Einige befragte Kaufunger, die zur Demo gekommen sind, um dann im Korso zum Stiftswald zu radeln, hielten sich mit Optimismus zurück. Der Tenor lautete eher: Aufgeben gilt nicht. „Die A 44 brauchen wir nicht“, sagte Marc Brantner. Das Geld hätte man besser in marode Autobahnbrücken und das in weiten Teilen sanierungsbedürftige Fernstraßennetz stecken sollen, statt in die A44, die zwischen Eisenach und Kassel-Ost auf einigen Teilstrecken im Bau oder fertig ist,. Außerdem würden der Autobahnbau und dessen Folgekosten wegen der Inflation und Energiekostenexplosion viel teurer. Renate Hellmold hofft, dass sich durch die im Bund mitregierenden Grünen etwas in Sachen Verkehrswende tut.

Die A 44, ob sie fertiggebaut werde oder nicht, sei eines vieler Projekte, die für eine verfehlte Verkehrspolitik stehen. Diese Ansicht hörte man häufig. Man müsse deshalb „den Finger in die Wunde legen“, sagte Jürgen Stephan aus Kaufungen. Die Raddemonstranten trommelten im Rahmen bundesweiter Aktionstage für eine soziale und klimagerechte Mobilitätswende. Die regionale Infrastruktur von Bus und Bahn müsse ausgebaut werden. Fahrten über das Kassel-Plus-Gebiet hinaus, müssten deutlich günstiger werden.

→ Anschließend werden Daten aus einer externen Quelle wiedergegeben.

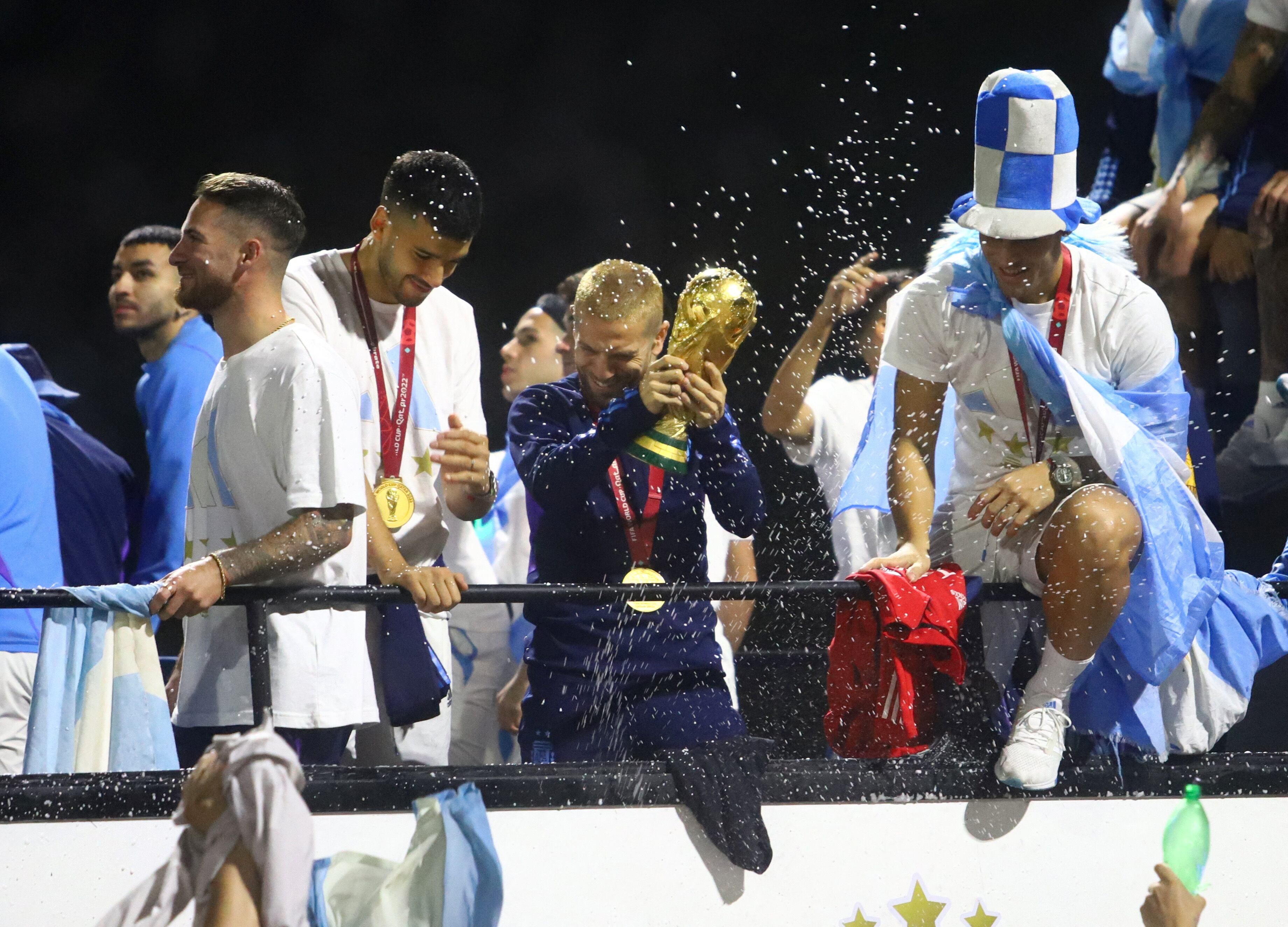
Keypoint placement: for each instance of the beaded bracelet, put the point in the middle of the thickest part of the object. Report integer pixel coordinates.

Hilft das 9-Euro-Ticket bei der Verkehrswende? Er kenne niemanden, der deswegen weniger Auto fahre, sagte der Kaufunger Daniel Döbel. Die Linken-Politikerin und Gewerkschafterin Sabine Leidig forderte einen kostenlosen öffentlichen Nahverkehr für alle und ein Umschreiben des Verkehrswegeplans. Die Bürger seien bereit für die Verkehrswende, meinte Königes. Leider gerieten dieses Thema und die Klimawende wegen des Ukrainekriegs bei der Politik ins Hintertreffen.